Construction of the current church started in 1287. Its façade dates from the early fifteenth century: it was built between 1401 and 1406. The façade is quite simple, but it has a lovely rose window with – if my eyes do not deceive me – the lamb of God in the centre. The interior of the San Francesco may come as a surprise to people expecting Late Medieval elements. Only the narthex has a few remains of frescoes from the fourteenth century depicting, among other things, a Crucifixion scene and two Madonnas with Child (the second one appears to have been painted over older frescoes). Upon entering the church itself, we find ourselves surrounded by a Late Baroque interior that was completed in 1767.
The church has an interesting octagonal dome that cannot be seen from the Piazza Augusto Vera, the square in front of the church. Visitors wanting to see the dome should climb all the way to the top of the hill on which Amelia is situated and go to the lookout point in front of the Duomo, which was discussed in part 1. This lookout point also offers a view of the campanile of the San Francesco. The original tower was built in 1447, but it collapsed in 1915 and had to be rebuilt in 1932.
The most interesting part of the church is the Geraldini chapel on the right, which is dedicated to Saint Antonius of Padova. Here we find several tombs of members of the illustrious Geraldini family. The Geraldinis, together with the Farrattinis discussed in part 1, were among the most important families in Amelia. Their chapel dates from the last quarter of the fifteenth century. The oldest tomb in the chapel is that of Elisabetta and Matteo Geraldini. It is attributed to the sculptor Agostino di Duccio (ca. 1418-1481) and was made in 1477, a year that is mentioned on the tomb. The monument was commissioned by their sons Angelo, Bernardino, Battista and Girolamo. What is special about the tomb is that it has a double effigy of the two deceased, who are lying side by side. They are watched over by a saint, who can be identified as Antonius of Padova.

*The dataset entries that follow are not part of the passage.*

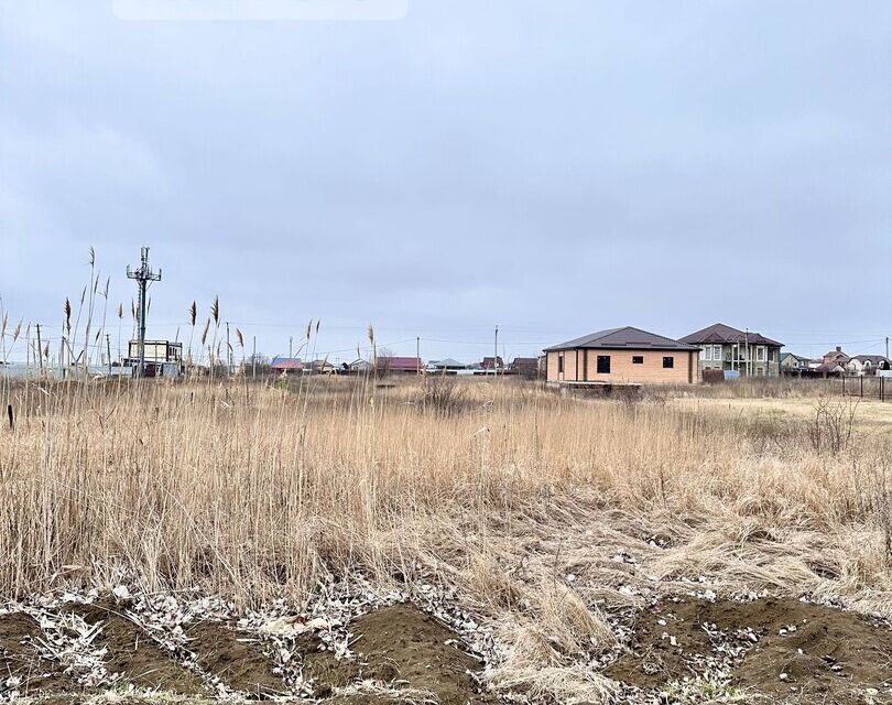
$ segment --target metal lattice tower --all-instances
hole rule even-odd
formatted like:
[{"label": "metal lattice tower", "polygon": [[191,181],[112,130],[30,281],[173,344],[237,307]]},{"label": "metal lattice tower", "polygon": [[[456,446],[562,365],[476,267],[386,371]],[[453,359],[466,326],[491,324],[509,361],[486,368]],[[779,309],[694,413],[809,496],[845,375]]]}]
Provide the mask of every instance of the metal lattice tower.
[{"label": "metal lattice tower", "polygon": [[145,372],[145,291],[149,288],[149,282],[161,281],[161,270],[157,270],[157,274],[155,274],[152,268],[149,267],[148,247],[142,248],[140,268],[138,270],[130,269],[130,265],[127,267],[127,278],[135,279],[137,285],[139,286],[139,306],[137,311],[140,324],[140,367],[137,373],[139,377],[142,377]]}]

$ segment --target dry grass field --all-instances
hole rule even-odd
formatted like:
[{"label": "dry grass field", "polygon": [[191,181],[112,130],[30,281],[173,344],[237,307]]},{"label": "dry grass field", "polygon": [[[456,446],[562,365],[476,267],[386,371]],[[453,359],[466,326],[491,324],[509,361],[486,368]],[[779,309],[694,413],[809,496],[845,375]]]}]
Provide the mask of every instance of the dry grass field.
[{"label": "dry grass field", "polygon": [[892,404],[819,393],[7,388],[0,698],[892,702]]}]

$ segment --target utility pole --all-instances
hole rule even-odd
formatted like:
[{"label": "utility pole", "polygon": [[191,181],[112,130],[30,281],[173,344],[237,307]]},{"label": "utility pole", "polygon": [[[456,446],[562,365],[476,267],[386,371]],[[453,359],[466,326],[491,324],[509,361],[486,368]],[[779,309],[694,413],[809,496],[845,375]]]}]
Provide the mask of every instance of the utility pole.
[{"label": "utility pole", "polygon": [[492,349],[492,373],[499,375],[499,326],[496,326],[496,347]]},{"label": "utility pole", "polygon": [[[885,345],[889,347],[889,338],[885,339]],[[886,355],[888,357],[888,355]],[[40,360],[41,375],[43,375],[43,345],[41,344],[41,324],[37,324],[37,359]]]},{"label": "utility pole", "polygon": [[232,346],[229,345],[229,322],[226,322],[226,373],[232,376]]},{"label": "utility pole", "polygon": [[127,268],[127,278],[128,279],[135,279],[137,285],[139,286],[139,317],[140,317],[140,367],[137,370],[137,377],[142,377],[145,372],[145,291],[149,288],[149,282],[159,282],[161,281],[161,270],[157,270],[157,274],[152,271],[152,268],[149,267],[149,248],[142,248],[142,252],[140,256],[140,268],[138,270],[131,270],[128,265]]}]

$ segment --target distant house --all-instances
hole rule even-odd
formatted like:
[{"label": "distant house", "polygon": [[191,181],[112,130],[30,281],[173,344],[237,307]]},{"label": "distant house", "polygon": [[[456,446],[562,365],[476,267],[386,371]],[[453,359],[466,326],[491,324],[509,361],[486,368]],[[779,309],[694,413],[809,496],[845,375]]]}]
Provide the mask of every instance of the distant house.
[{"label": "distant house", "polygon": [[304,364],[300,357],[284,357],[276,355],[270,362],[270,367],[275,372],[283,372],[285,375],[297,375],[303,371]]},{"label": "distant house", "polygon": [[811,358],[793,352],[781,352],[782,375],[802,375],[808,370],[809,365],[812,365]]},{"label": "distant house", "polygon": [[599,330],[545,348],[546,380],[556,384],[694,384],[694,345],[641,328]]},{"label": "distant house", "polygon": [[849,375],[861,377],[872,377],[880,371],[890,369],[890,360],[882,355],[856,355],[849,358],[846,364],[846,371]]},{"label": "distant house", "polygon": [[328,360],[307,360],[304,362],[305,375],[335,375],[337,367]]},{"label": "distant house", "polygon": [[435,371],[435,372],[457,372],[458,370],[464,370],[467,367],[464,362],[459,362],[458,360],[454,360],[450,357],[444,358],[442,360],[431,360],[427,362],[427,370]]},{"label": "distant house", "polygon": [[353,360],[352,362],[344,362],[341,368],[348,375],[365,375],[366,372],[371,372],[372,364],[368,360],[358,359]]},{"label": "distant house", "polygon": [[539,358],[537,357],[515,357],[508,366],[508,371],[521,377],[537,377],[539,376]]},{"label": "distant house", "polygon": [[498,357],[485,357],[483,360],[480,362],[480,369],[483,370],[491,370],[491,369],[504,369],[504,361],[502,360],[501,356]]},{"label": "distant house", "polygon": [[679,339],[700,349],[700,371],[737,370],[741,376],[752,377],[781,373],[783,343],[759,333],[716,323]]},{"label": "distant house", "polygon": [[842,348],[837,345],[835,350],[830,350],[829,352],[824,354],[824,357],[822,358],[822,364],[826,365],[827,367],[835,367],[837,365],[841,365],[845,368],[849,359],[851,358],[849,358],[849,356],[842,351]]},{"label": "distant house", "polygon": [[420,357],[379,357],[374,367],[379,375],[417,375],[424,365]]}]

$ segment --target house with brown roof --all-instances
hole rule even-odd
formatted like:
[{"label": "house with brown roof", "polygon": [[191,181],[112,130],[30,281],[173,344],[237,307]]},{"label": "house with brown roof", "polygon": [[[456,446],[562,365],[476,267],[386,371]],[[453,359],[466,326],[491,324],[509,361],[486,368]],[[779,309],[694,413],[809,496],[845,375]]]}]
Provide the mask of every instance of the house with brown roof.
[{"label": "house with brown roof", "polygon": [[699,348],[641,328],[598,330],[545,348],[552,384],[695,384]]},{"label": "house with brown roof", "polygon": [[856,355],[846,364],[846,371],[859,377],[873,377],[889,369],[890,361],[883,355]]},{"label": "house with brown roof", "polygon": [[842,347],[837,345],[835,350],[825,352],[820,358],[823,365],[835,367],[837,365],[846,367],[851,358],[842,351]]},{"label": "house with brown roof", "polygon": [[737,370],[742,377],[777,377],[783,343],[752,330],[715,323],[679,338],[700,349],[700,371]]},{"label": "house with brown roof", "polygon": [[420,357],[380,356],[374,360],[379,375],[421,375],[424,362]]}]

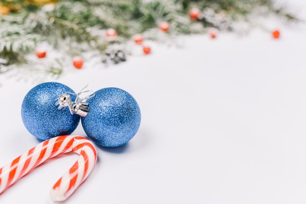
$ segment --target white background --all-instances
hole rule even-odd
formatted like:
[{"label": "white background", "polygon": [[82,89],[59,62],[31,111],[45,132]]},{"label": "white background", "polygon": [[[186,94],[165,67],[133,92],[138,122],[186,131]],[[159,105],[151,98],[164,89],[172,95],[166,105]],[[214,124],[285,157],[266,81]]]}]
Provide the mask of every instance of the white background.
[{"label": "white background", "polygon": [[[288,3],[306,19],[304,1]],[[86,61],[48,79],[75,91],[87,83],[122,88],[142,113],[127,144],[97,148],[92,173],[64,203],[305,204],[306,26],[266,22],[281,39],[257,28],[245,37],[180,38],[180,48],[148,42],[151,55],[107,67]],[[21,116],[37,82],[11,76],[0,75],[0,166],[39,143]],[[73,134],[86,136],[81,124]],[[50,189],[78,157],[35,168],[0,203],[52,203]]]}]

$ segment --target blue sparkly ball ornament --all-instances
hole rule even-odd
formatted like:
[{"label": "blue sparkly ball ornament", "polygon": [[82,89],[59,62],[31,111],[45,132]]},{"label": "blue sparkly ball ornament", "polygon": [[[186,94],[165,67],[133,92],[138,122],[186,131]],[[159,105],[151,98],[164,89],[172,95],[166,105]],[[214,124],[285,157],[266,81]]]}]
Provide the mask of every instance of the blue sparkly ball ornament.
[{"label": "blue sparkly ball ornament", "polygon": [[[69,135],[76,128],[80,116],[71,115],[67,107],[59,107],[59,97],[66,92],[74,93],[62,83],[48,82],[34,87],[24,97],[21,110],[22,121],[37,139],[45,140]],[[75,96],[71,95],[74,100]]]},{"label": "blue sparkly ball ornament", "polygon": [[106,88],[86,101],[89,110],[81,118],[88,137],[98,144],[117,147],[129,142],[140,125],[139,107],[129,93],[117,88]]}]

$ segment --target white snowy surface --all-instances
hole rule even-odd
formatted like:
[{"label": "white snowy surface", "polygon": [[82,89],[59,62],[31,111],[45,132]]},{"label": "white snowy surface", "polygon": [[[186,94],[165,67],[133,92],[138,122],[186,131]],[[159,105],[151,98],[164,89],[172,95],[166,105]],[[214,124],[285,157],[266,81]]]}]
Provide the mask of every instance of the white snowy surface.
[{"label": "white snowy surface", "polygon": [[[304,1],[288,4],[306,19]],[[280,39],[259,28],[244,37],[184,37],[181,48],[149,43],[151,55],[107,67],[86,61],[48,79],[75,91],[87,83],[93,91],[120,88],[142,113],[127,144],[97,148],[93,172],[63,203],[305,204],[306,25],[267,24]],[[39,143],[21,115],[37,83],[9,76],[0,75],[0,166]],[[86,136],[81,123],[73,134]],[[52,203],[50,189],[77,158],[40,166],[0,203]]]}]

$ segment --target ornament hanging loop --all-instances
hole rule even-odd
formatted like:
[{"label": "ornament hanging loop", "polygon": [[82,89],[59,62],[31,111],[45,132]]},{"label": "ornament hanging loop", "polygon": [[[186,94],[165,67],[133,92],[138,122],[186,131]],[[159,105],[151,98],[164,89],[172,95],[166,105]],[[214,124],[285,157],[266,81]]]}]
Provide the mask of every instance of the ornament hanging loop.
[{"label": "ornament hanging loop", "polygon": [[[94,94],[92,94],[84,98],[81,98],[80,97],[81,94],[90,91],[89,90],[83,91],[83,90],[87,87],[87,85],[88,84],[85,86],[82,89],[81,91],[77,94],[67,92],[62,94],[59,98],[59,103],[60,106],[68,107],[70,111],[70,113],[71,115],[76,114],[82,117],[86,116],[87,112],[89,110],[89,108],[87,106],[88,103],[86,102],[86,101],[87,100],[93,97],[95,95]],[[72,102],[69,94],[76,95],[76,98],[74,102]],[[59,108],[60,108],[60,107],[59,107]]]}]

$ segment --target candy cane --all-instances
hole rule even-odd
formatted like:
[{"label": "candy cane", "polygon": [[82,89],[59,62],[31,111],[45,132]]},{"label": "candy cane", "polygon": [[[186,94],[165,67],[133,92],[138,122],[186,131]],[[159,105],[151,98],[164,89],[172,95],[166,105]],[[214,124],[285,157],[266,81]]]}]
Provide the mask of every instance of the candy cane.
[{"label": "candy cane", "polygon": [[86,179],[97,161],[94,145],[83,137],[66,135],[46,140],[2,167],[0,169],[0,193],[47,159],[71,151],[80,157],[50,192],[53,201],[65,201]]}]

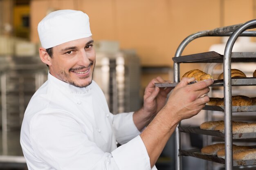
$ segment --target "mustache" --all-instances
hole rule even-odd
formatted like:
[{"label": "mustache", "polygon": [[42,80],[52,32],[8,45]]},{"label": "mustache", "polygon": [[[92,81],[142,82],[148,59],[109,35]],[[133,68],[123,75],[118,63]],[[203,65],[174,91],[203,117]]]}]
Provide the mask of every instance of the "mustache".
[{"label": "mustache", "polygon": [[77,68],[70,68],[70,69],[69,71],[77,71],[78,70],[82,70],[84,68],[88,68],[88,67],[90,67],[91,66],[92,66],[92,65],[93,65],[93,63],[92,62],[90,62],[90,64],[89,64],[89,65],[85,67],[85,66],[81,66]]}]

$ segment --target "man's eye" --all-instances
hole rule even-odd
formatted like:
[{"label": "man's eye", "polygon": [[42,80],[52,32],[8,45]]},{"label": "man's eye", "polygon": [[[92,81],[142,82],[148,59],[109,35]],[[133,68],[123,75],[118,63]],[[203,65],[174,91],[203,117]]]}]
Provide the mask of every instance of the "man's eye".
[{"label": "man's eye", "polygon": [[92,46],[93,46],[93,45],[88,45],[87,46],[85,46],[85,49],[91,49],[92,47]]},{"label": "man's eye", "polygon": [[68,51],[66,52],[66,53],[67,54],[71,54],[72,53],[73,53],[73,51]]}]

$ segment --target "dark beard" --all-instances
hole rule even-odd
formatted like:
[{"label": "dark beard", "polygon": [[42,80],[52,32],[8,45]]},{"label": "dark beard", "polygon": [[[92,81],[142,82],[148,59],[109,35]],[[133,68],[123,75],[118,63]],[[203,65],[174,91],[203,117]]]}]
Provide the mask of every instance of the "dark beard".
[{"label": "dark beard", "polygon": [[[94,64],[92,63],[91,64],[90,64],[90,66],[92,66]],[[94,64],[94,65],[95,66],[95,64]],[[65,72],[64,71],[61,71],[59,72],[58,73],[59,76],[60,76],[60,78],[61,77],[61,79],[59,78],[59,79],[60,79],[61,80],[62,80],[63,82],[64,82],[67,83],[68,83],[69,84],[73,85],[76,87],[79,87],[80,88],[86,87],[90,85],[90,84],[92,84],[92,77],[93,76],[93,72],[94,71],[94,66],[93,68],[92,69],[92,80],[90,81],[90,82],[88,82],[87,83],[86,83],[85,84],[79,85],[79,84],[76,84],[74,81],[70,79],[70,75],[68,74],[67,74],[66,72]],[[82,68],[79,68],[79,69],[82,69]],[[79,69],[77,69],[74,70],[74,71],[77,70],[78,70]],[[70,71],[71,70],[72,70],[72,69],[70,70]]]}]

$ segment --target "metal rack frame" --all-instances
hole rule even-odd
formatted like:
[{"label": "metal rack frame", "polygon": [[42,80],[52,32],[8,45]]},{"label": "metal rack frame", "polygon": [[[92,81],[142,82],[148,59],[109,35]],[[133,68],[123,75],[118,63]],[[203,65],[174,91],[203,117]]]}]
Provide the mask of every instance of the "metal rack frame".
[{"label": "metal rack frame", "polygon": [[[225,143],[225,170],[233,170],[232,133],[232,104],[231,74],[231,58],[232,49],[234,44],[239,36],[256,37],[256,31],[245,31],[247,29],[256,28],[256,20],[249,21],[243,24],[234,25],[221,28],[217,28],[211,30],[198,32],[192,34],[185,38],[178,46],[175,54],[175,57],[181,56],[185,47],[193,40],[200,37],[211,36],[229,36],[225,48],[223,58],[223,70],[224,79],[228,81],[224,82],[224,110]],[[180,64],[179,63],[173,64],[174,81],[175,83],[180,81]],[[175,130],[175,169],[182,169],[182,156],[179,155],[179,150],[181,149],[180,135],[178,125]]]}]

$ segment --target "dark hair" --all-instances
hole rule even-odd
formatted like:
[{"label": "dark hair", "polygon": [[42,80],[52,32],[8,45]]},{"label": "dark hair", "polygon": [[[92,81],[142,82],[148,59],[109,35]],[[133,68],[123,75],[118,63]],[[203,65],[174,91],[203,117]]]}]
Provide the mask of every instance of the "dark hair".
[{"label": "dark hair", "polygon": [[46,52],[48,53],[51,58],[52,58],[52,47],[46,49]]}]

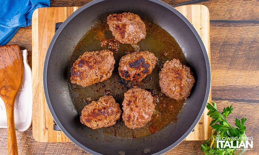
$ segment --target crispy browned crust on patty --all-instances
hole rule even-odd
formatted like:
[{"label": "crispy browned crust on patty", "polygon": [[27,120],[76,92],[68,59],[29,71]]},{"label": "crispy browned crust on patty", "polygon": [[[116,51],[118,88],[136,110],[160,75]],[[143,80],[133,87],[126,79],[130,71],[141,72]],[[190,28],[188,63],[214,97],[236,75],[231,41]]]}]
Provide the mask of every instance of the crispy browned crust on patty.
[{"label": "crispy browned crust on patty", "polygon": [[150,92],[139,88],[131,88],[124,93],[122,119],[125,125],[132,129],[144,126],[155,110],[153,99]]},{"label": "crispy browned crust on patty", "polygon": [[107,23],[112,35],[121,43],[136,44],[146,37],[146,26],[137,14],[130,12],[110,14]]},{"label": "crispy browned crust on patty", "polygon": [[156,57],[148,51],[136,52],[122,57],[120,60],[119,73],[126,80],[139,81],[151,74]]},{"label": "crispy browned crust on patty", "polygon": [[85,87],[105,80],[112,75],[115,63],[108,50],[86,52],[71,68],[71,83]]},{"label": "crispy browned crust on patty", "polygon": [[121,113],[120,105],[112,97],[105,96],[84,107],[80,121],[92,129],[108,127],[115,124]]},{"label": "crispy browned crust on patty", "polygon": [[175,59],[165,63],[159,77],[162,92],[177,100],[186,99],[195,82],[190,68]]}]

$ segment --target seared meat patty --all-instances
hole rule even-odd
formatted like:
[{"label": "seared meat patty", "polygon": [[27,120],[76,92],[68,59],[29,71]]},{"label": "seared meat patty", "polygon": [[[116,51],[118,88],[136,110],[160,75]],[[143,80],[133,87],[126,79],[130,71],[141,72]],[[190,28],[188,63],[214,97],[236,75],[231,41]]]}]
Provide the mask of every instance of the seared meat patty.
[{"label": "seared meat patty", "polygon": [[155,110],[153,97],[145,89],[133,88],[124,93],[122,119],[128,128],[141,128],[151,120]]},{"label": "seared meat patty", "polygon": [[140,81],[151,74],[156,60],[154,54],[148,51],[128,54],[120,60],[119,73],[125,80]]},{"label": "seared meat patty", "polygon": [[165,63],[159,77],[162,93],[176,100],[186,99],[195,82],[190,68],[175,59]]},{"label": "seared meat patty", "polygon": [[110,15],[107,23],[120,43],[136,44],[146,37],[146,26],[137,15],[130,12]]},{"label": "seared meat patty", "polygon": [[115,63],[108,50],[86,52],[71,68],[71,83],[85,87],[105,80],[112,75]]},{"label": "seared meat patty", "polygon": [[80,121],[92,129],[108,127],[115,124],[121,113],[120,105],[112,97],[105,96],[84,107]]}]

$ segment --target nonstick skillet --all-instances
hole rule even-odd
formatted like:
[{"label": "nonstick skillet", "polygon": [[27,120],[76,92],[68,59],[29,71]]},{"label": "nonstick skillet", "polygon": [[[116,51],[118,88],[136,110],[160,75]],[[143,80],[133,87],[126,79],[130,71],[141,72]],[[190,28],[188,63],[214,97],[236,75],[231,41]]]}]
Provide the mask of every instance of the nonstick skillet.
[{"label": "nonstick skillet", "polygon": [[[106,135],[82,125],[69,93],[68,75],[74,48],[92,26],[105,21],[109,14],[129,11],[155,22],[175,39],[196,81],[176,123],[169,123],[156,133],[139,138]],[[179,144],[198,122],[208,97],[210,71],[198,34],[187,19],[171,6],[155,0],[96,0],[76,11],[57,31],[46,55],[43,83],[54,120],[66,136],[83,149],[94,154],[160,154]]]}]

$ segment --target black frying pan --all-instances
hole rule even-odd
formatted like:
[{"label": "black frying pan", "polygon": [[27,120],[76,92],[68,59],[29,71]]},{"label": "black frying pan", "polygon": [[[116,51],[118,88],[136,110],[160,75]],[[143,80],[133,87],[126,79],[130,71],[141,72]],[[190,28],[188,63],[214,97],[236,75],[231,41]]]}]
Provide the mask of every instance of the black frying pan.
[{"label": "black frying pan", "polygon": [[[98,130],[86,129],[75,110],[68,82],[74,48],[91,26],[105,21],[109,14],[127,11],[155,22],[174,37],[182,50],[187,66],[197,77],[176,123],[169,123],[157,133],[141,138],[107,136]],[[198,123],[208,97],[210,71],[206,50],[198,33],[171,6],[155,0],[96,0],[76,11],[58,30],[46,55],[43,83],[54,120],[68,138],[83,149],[95,154],[159,154],[179,144]]]}]

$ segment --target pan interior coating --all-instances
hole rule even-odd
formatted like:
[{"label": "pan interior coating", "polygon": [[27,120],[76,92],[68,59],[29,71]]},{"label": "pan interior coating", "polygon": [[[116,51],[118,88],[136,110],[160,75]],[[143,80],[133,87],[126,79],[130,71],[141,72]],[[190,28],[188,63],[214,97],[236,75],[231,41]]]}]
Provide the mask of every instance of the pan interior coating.
[{"label": "pan interior coating", "polygon": [[[145,20],[143,21],[146,25],[147,36],[145,39],[141,40],[137,45],[139,46],[140,51],[148,51],[153,53],[157,58],[156,64],[151,74],[147,75],[139,82],[126,81],[121,78],[118,71],[120,59],[123,56],[135,51],[130,44],[121,44],[117,53],[110,49],[113,52],[115,60],[114,69],[111,78],[85,88],[72,84],[70,81],[69,83],[71,89],[70,95],[76,110],[79,114],[86,104],[98,100],[104,95],[112,96],[122,108],[124,93],[128,90],[134,87],[145,89],[151,93],[154,98],[153,103],[155,105],[151,121],[142,128],[131,129],[125,125],[121,118],[115,125],[96,129],[95,130],[98,130],[96,132],[108,136],[123,138],[139,137],[156,133],[168,123],[175,123],[177,120],[177,114],[181,109],[185,100],[175,100],[161,93],[159,74],[167,60],[175,58],[185,64],[184,55],[177,42],[167,32],[152,22]],[[85,51],[108,49],[108,47],[104,47],[100,45],[99,39],[103,38],[103,33],[107,39],[113,37],[106,22],[93,28],[86,34],[76,46],[70,58],[69,67],[71,67],[75,61]],[[68,78],[70,78],[70,74],[69,73]],[[87,99],[89,97],[91,100]]]}]

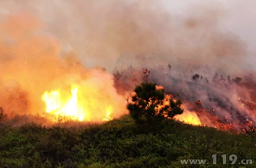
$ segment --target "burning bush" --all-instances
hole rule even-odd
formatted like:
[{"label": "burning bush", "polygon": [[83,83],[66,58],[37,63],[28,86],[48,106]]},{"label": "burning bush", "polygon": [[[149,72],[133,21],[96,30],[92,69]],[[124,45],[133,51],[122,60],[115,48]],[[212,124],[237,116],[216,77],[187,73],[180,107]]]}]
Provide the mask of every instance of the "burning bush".
[{"label": "burning bush", "polygon": [[156,86],[156,84],[142,83],[136,86],[134,91],[133,102],[128,103],[127,108],[131,116],[138,121],[142,121],[143,118],[147,121],[173,118],[183,112],[181,108],[181,101],[173,101],[169,95],[165,95],[163,88]]}]

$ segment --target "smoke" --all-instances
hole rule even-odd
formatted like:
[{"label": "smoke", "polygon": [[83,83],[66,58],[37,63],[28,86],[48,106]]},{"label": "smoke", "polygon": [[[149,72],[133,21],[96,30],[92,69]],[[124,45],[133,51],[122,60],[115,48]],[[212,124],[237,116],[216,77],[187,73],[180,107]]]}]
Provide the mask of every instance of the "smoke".
[{"label": "smoke", "polygon": [[107,106],[114,108],[112,117],[123,114],[125,100],[116,93],[112,75],[100,68],[84,68],[72,53],[62,53],[61,43],[42,31],[40,19],[23,12],[8,15],[0,23],[0,106],[4,113],[9,117],[44,114],[44,91],[68,91],[75,84],[91,121],[101,121]]}]

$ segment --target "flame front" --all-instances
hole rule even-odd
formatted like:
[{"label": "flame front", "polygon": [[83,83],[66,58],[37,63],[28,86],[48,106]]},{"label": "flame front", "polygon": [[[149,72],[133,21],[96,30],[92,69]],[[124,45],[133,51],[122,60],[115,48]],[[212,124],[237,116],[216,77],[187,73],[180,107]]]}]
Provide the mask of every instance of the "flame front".
[{"label": "flame front", "polygon": [[[92,110],[89,109],[90,106],[88,106],[86,99],[81,96],[77,85],[71,86],[69,91],[60,90],[45,91],[42,99],[45,104],[45,112],[55,115],[57,118],[64,117],[75,121],[91,121]],[[97,100],[95,102],[96,103],[94,105],[98,105]],[[109,121],[112,119],[110,115],[113,108],[109,104],[105,106],[105,116],[101,120]]]},{"label": "flame front", "polygon": [[195,112],[184,111],[183,114],[174,117],[175,119],[178,119],[184,123],[194,125],[200,125],[201,121],[198,118],[198,115]]}]

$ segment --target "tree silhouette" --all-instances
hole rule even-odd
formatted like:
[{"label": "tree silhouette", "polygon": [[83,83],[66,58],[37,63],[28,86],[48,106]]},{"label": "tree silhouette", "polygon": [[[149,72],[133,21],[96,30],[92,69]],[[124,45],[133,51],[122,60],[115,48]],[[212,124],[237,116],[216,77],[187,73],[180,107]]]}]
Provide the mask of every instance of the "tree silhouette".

Angelo Geraldini, who died in 1486, served as Bishop of Sessa-Aurunca and as Prince-Bishop of Cammin in what is now Poland. His tomb can also be found in the chapel. It is attributed to either Andrea Bregno (ca. 1418-1506) or Luigi Capponi. The monument was commissioned by Angelo’s brothers Giovanni, Bernardino and Battista and his nephew Antonio, all of whom are mentioned in the epitaph. Girolamo (Hieronymus) Geraldini, who died in 1481, also has a tomb in the family chapel. The epitaph indicates that he was 39 at the time of his death. His effigy shows him in full armour with a sword in his lap, which is appropriate given his career as a soldier.
I also took a picture of the dual tomb of the cousins Camillo and Belissario Geraldini. Camillo – the first archdeacon of Amelia – died in 1480 aged 24; Belisario passed away just two years later at the tender age of 17. The tomb was apparently inspired by that of Raffaelle della Rovere (died 1477) in the church of Santi Apostoli in Rome, which is a work by the aforementioned Andrea Bregno. The ‘weepers’ leaning on shields are indeed quite similar to the ones we can find in the Eternal City.
Notably absent in the chapel is the tomb of Giovanni Geraldini (died 1488), which can be found in the Duomo of Amelia. The two most interesting members of the family also do not have a tomb in the Geraldini chapel. I am referring to the half-brothers Antonio Geraldini (died 1489) and Alessandro Geraldini (1455-1525). Both were active in Spain at the court of King Ferdinand and Queen Isabella, and both actively sponsored Christopher Columbus as he made his plans for discovering the Americas.